Blueberry Walnut Paleo Muffins
These muffins are the perfect solution for busy people who are looking for portable and nutritious snack options. They are packed with healthy protein, omega 3 fat, potassium, fiber and antioxidants and unlike other paleo baked goods with lots of honey and maple syrup, they are very low in sugar. The only source of added sugar comes from 1 Tbsp maple syrup (aka 12 g of added sugar in the entire recipe) which means less than 1 gram per muffin.
If you want to live a healthy lifestyle it requires planning and prepping beforehand. The worst situation is when you don’t prep in advance and you have no snacks to pack on your way out the door. This puts you in a food emergency and willing to settle on the blueberry muffin from Panera or Starbucks. The first two ingredients in the Blueberry Muffins at Panera are enriched wheat flour and sugar (aka blood sugar spiking simple carbohydrates). Of the total 69 grams of carbohydrates that are in one muffin, only 2 of grams come from fiber. This is not a muffin that you want to mess around with.
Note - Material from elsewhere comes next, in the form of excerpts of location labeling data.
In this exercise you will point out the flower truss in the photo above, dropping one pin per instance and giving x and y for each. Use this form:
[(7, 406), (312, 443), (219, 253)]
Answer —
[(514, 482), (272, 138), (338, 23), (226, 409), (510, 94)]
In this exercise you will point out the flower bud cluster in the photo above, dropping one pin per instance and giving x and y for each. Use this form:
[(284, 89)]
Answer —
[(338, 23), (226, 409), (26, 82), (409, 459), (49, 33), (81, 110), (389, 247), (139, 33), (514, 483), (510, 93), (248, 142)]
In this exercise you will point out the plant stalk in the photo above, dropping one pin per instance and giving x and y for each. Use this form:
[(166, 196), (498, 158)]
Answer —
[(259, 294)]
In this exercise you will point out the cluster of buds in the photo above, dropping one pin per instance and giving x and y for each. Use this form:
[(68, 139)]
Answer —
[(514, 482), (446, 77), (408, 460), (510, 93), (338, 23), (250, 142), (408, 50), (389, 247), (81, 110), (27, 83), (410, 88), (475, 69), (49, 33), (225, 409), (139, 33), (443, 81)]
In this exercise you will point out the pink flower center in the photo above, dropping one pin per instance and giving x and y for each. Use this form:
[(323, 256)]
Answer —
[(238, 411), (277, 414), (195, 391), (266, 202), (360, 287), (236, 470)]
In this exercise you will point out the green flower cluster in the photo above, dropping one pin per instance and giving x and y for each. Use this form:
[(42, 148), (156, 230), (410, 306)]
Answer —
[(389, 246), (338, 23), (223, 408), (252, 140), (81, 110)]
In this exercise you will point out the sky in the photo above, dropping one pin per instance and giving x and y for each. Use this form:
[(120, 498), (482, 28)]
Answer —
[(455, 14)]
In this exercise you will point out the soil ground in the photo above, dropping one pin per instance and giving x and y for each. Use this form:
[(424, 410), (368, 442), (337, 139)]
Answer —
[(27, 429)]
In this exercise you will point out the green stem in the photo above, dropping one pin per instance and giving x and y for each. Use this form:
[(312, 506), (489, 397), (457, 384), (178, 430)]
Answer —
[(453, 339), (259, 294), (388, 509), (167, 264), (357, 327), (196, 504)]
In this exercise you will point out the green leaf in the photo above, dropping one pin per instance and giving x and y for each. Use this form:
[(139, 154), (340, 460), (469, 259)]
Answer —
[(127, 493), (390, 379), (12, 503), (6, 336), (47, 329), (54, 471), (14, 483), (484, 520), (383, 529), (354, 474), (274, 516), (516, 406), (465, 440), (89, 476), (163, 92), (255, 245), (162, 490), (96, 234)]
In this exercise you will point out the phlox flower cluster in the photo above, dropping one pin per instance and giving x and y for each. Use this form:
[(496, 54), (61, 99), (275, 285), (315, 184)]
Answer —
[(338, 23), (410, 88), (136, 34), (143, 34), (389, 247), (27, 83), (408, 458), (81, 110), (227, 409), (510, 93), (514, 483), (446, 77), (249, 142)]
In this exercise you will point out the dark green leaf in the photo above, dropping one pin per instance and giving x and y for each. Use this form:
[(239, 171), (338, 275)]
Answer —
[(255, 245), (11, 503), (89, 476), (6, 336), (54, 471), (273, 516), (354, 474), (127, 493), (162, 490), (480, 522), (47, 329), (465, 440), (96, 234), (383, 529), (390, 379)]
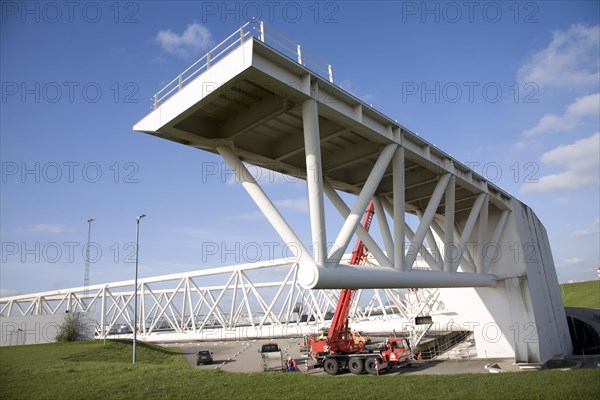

Disclaimer: If you are expecting these Blueberry Walnut Paleo Muffins to taste like Panera’s Blueberry Muffins then you will be disappointed. This recipe is significantly less sweet and not nearly as fluffy but the benefit is in the nutrient-density and low glycemic impact. If you have kids or husbands with a sweet tooth then you may want to add a little more maple syrup. If your tastebuds are like mine then you will be in heaven!
- 1 Tbsp chia seeds
- 1/2 cup unsweetened nut milk
- 1 1/2 cups almond flour
- 1/2 cup coconut flour
- 2 teaspoons cinnamon
- 1 teaspoon baking soda
- 1/2 teaspoon salt
- 1/2 cup almond butter
- 1/3 cup applesauce, unsweetened
- 1 cup blueberries
- 1 tsp vanilla extract
- 3/4 cup walnuts
- 1 Tbsp maple syrup
- 3 eggs
- 1/4 cup coconut oil, melted
- 15 muffin pan liners (optional)
- Preheat oven to 350 F.
- Pour chia seeds and unsweetened nut milk into a bowl. Allow chia seeds to swell for 20 minutes.
- Mix almond flour, coconut flour, cinnamon, baking soda, salt, and walnuts together.
- In a separate mixing bowl combine the applesauce, almond butter, vanilla, maple syrup, eggs and melted coconut oil.
- Mix in the chia seed pudding.
- Fold the dry ingredients into wet ingredients. Fold in blueberries lightly.
- Pour the batter into muffin pan liners 3/4 full.
- Bake in 350 F oven for 20 minutes.
|Amount Per Serving|
|% Daily Value*|
|Total Fat 20 g||30.8%|
|Total Carbohydrate 14 g||4.7%|
|Dietary Fiber 6 g||24%|
|Sugars 3 g (Added Sugar: 0 g)|
|Vitamin A||Vitamin C|
* Percent Daily Values are based on a 2,000 calorie diet. Your daily values may be higher or lower depending on your calorie needs.